David Hysell
Unraveling the mysteries of the ionosphere
David Hysell, professor of earth and atmospheric sciences, believes it would be a very bad sign indeed if the average person on the street were talking about his field of expertise—the ionosphere. “If people are suddenly discussing the upper atmosphere, that will mean something has gone terribly wrong with our cell phones or GPS or some other essential service people rely on.”
Many of the invisible signals that enable cell phones, GPS, cable television, weather forecasts, military communications, and surveillance systems pass through the ionosphere on their way to and from orbiting satellites. For these systems to work properly, it is essential to correct for effects caused by passage through this layer of free electrons. Yet, the behavior of the ionosphere is still very much a mystery.
Hysell is working to unravel the mystery.
“As a boy, I guess you could say I was an ‘unsupervised child,’” says Hysell. “I was into model rocketry; I did chemistry experiments in the basement; I was into ham radio.” It was his involvement with ham radio that led Hysell to major in electrical engineering as an undergraduate at Penn State University. “This is no indictment of Penn State,” says Hysell, “but my undergraduate degree showed me just how superficial humanity’s knowledge of things really is. To learn what I wanted to learn I had to go on to grad school, and even there I saw that there is so much we don’t yet know.”

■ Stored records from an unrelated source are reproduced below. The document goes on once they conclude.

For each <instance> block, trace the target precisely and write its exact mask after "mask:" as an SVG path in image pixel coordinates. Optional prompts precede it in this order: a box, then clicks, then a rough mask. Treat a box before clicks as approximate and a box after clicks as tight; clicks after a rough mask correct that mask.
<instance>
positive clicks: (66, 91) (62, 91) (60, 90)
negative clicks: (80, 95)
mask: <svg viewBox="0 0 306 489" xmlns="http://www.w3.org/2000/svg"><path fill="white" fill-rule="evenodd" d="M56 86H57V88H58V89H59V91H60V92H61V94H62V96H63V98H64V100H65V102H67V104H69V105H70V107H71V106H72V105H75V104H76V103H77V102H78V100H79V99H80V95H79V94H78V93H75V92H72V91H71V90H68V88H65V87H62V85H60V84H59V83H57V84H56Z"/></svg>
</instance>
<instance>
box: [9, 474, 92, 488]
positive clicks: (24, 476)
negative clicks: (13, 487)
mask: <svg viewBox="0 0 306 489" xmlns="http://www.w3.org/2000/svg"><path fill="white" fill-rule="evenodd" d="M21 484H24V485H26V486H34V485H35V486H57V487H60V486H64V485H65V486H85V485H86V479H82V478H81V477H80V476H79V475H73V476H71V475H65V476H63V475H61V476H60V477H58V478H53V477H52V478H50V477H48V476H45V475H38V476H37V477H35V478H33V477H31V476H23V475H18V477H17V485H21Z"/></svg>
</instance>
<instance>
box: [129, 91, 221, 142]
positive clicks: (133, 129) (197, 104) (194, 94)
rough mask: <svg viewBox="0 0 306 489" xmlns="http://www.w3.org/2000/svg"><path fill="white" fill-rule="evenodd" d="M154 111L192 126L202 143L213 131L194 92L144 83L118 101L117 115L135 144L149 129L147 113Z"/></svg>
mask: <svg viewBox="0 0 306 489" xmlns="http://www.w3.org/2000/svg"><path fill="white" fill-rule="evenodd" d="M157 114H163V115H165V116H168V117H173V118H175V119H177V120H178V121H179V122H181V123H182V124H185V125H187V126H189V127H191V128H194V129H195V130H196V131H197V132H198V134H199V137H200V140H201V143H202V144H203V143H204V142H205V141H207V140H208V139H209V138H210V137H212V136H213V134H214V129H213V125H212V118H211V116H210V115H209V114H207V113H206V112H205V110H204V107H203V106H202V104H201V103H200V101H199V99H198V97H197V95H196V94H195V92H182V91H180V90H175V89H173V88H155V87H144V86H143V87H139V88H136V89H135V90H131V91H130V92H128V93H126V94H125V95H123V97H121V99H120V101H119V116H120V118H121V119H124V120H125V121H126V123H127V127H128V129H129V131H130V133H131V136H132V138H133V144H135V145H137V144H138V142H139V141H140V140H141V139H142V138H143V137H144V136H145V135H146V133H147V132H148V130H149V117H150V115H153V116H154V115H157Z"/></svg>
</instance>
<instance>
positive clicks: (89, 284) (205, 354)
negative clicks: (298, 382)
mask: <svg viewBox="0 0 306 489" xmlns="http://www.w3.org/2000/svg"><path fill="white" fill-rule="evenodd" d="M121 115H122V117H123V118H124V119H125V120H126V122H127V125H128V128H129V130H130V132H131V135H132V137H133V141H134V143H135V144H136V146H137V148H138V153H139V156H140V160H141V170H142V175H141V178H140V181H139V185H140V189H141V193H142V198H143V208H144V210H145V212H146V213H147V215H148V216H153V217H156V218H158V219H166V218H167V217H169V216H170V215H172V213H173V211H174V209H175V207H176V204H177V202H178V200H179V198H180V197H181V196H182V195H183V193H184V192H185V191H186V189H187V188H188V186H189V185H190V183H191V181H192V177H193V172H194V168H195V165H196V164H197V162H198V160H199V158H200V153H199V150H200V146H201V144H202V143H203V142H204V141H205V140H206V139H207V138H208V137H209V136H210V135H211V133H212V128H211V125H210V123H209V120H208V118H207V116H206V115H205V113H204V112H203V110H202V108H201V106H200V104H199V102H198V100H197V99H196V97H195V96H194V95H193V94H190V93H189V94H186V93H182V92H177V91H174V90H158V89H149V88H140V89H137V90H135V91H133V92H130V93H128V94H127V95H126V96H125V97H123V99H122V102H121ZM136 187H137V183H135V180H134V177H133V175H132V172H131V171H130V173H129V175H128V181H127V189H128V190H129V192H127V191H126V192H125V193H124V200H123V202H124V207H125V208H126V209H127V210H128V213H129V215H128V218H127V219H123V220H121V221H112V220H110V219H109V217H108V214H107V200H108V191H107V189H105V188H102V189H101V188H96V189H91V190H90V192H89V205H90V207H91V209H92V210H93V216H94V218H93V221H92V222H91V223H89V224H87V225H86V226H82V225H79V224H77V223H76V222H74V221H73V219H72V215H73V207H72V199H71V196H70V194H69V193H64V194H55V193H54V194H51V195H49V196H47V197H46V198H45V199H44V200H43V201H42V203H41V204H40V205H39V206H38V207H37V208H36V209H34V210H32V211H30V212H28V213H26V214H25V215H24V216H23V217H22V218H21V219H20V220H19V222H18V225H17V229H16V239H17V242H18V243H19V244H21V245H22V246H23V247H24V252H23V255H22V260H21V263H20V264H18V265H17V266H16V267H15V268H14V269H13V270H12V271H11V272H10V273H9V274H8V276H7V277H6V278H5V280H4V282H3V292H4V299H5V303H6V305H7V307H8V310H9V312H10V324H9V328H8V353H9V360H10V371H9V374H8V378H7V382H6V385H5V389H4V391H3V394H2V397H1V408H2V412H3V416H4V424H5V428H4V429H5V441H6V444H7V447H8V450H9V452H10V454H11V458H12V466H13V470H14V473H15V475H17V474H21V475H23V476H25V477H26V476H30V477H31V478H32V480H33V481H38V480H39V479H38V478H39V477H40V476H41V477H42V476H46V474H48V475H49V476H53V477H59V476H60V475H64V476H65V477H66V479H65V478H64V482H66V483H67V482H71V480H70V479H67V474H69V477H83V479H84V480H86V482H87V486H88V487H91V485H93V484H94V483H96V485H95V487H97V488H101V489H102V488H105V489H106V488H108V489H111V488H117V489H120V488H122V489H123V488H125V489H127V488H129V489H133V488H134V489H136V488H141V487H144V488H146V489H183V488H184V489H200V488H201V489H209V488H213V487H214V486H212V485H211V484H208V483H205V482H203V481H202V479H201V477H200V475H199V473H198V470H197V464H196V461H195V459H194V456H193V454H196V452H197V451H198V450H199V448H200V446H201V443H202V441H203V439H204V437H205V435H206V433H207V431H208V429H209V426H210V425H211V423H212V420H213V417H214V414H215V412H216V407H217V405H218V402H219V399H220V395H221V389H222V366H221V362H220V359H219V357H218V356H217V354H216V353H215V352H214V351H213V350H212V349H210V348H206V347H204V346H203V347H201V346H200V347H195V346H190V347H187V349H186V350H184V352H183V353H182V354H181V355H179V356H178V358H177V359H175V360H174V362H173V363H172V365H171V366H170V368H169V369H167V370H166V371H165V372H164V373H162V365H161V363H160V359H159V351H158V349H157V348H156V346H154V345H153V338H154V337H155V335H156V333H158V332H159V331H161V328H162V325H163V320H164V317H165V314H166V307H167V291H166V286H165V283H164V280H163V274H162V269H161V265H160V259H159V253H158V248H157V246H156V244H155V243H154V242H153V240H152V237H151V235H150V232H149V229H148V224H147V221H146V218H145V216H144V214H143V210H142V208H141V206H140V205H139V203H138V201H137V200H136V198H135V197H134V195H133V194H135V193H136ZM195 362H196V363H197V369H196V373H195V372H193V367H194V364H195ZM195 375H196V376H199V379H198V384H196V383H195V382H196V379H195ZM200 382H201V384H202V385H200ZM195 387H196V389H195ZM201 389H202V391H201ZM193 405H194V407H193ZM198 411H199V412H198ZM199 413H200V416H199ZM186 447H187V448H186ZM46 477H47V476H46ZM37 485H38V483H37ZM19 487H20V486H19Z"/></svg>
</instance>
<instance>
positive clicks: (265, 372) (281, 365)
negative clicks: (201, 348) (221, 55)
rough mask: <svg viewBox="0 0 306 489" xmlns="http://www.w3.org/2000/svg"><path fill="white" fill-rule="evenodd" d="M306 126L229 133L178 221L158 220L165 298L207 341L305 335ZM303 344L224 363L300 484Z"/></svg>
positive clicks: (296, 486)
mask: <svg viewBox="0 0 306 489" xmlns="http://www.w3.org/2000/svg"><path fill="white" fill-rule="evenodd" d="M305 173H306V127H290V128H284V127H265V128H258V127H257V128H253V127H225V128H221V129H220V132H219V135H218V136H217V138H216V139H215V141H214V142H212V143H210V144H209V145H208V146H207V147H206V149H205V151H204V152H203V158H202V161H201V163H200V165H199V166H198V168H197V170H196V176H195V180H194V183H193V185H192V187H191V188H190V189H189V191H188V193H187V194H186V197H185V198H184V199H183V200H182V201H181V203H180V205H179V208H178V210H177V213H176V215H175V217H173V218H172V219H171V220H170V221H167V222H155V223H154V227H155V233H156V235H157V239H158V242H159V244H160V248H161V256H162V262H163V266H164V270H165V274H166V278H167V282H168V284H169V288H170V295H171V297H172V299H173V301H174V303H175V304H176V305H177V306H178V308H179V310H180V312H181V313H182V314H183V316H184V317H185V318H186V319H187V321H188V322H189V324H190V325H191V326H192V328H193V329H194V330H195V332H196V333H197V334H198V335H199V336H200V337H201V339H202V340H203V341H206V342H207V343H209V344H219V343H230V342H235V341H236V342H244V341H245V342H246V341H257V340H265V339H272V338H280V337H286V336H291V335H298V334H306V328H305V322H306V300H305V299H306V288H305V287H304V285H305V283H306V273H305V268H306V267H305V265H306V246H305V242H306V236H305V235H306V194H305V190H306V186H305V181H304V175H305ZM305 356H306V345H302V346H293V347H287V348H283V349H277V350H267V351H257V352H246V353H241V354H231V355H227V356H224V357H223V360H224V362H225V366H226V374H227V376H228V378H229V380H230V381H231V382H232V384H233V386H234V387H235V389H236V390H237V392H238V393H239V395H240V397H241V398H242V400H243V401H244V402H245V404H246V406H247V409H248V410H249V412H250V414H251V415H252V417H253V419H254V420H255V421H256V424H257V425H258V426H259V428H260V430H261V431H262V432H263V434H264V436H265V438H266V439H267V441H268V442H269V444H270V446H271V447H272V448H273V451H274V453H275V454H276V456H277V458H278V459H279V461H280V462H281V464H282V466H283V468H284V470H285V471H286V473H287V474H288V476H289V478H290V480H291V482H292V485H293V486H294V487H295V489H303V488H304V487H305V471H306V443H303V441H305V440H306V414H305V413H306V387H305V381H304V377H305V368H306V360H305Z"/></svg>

Hysell came to Cornell for his Ph.D., which he earned in the School of Electrical and Computer Engineering in 1992. He then stayed at Cornell for two more years as a post-doctoral researcher with the Space Plasma Physics group. After an eight-year stint in the physics department at Clemson University, Hysell came to back to Cornell in 2002 and joined the faculty of the Department of Earth and Atmospheric Sciences.
“Once I got back to Cornell, the opportunity opened up for me to become the Principal Investigator for the Jicamarca Radio Observatory and I have been doing that for nine years now,” says Hysell. “It is this observatory that has kept me in the field. It really is an amazing thing. It has a Steam Punk feel to it—it is colossally big and has a mad scientist sort of appeal. It was built at a time when you could get something like that funded. It was a very optimistic proposal that said ‘once we get this thing built, then we will figure out how to use all the data.’”
And that is exactly what Hysell is doing—figuring out how to use all the data. “The ionosphere is a spectacularly complicated medium,” says Hysell. “It looks different from every angle. Scientifically, it is great because it is so complicated and so rewarding. I get to feed my intellectual side because I am exploring some really basic scientific questions and at the same time my work has immediate practical applications.”
Much of the early interest in the ionosphere was driven by NASA and the Department of Defense. They were flying their vehicles through an environment they did not know much about. And then, more and more of the systems humans use to communicate began to pass through the ionosphere, and understanding its properties and behavior became even more essential. The ionosphere has its own ‘weather,’ but it is not the same sort of weather we experience at the Earth’s surface. The climate and weather in the ionosphere are fluctuations in energy and electron concentrations driven by Earth’s response to emissions from the sun.
The stunning increase in computing power over the past few years has enabled Hysell and other researchers to use the data collected at Jicamarca to begin to model the ionosphere. “This system is so complex, that today’s computers are still inadequate,” says Hysell, “but they do now allow us to keep track of a billion particles through code. We are starting to be able to measure state parameters and we are beginning to get a grip on how the most important variables behave normally.”
Hysell believes the day is coming soon when we will be able to produce accurate forecasts of ionospheric weather. “Using the data from Jicamarca and comparing our predictions with observed reality, we are slowly getting to a good model of what goes on in the ionosphere,” says Hysell. “Our goal is to safeguard against outages of services people rely on, and that day is getting closer.” If David Hysell is successful in his goal, then the average person will continue to remain blissfully ignorant of the existence of the ionosphere and space weather.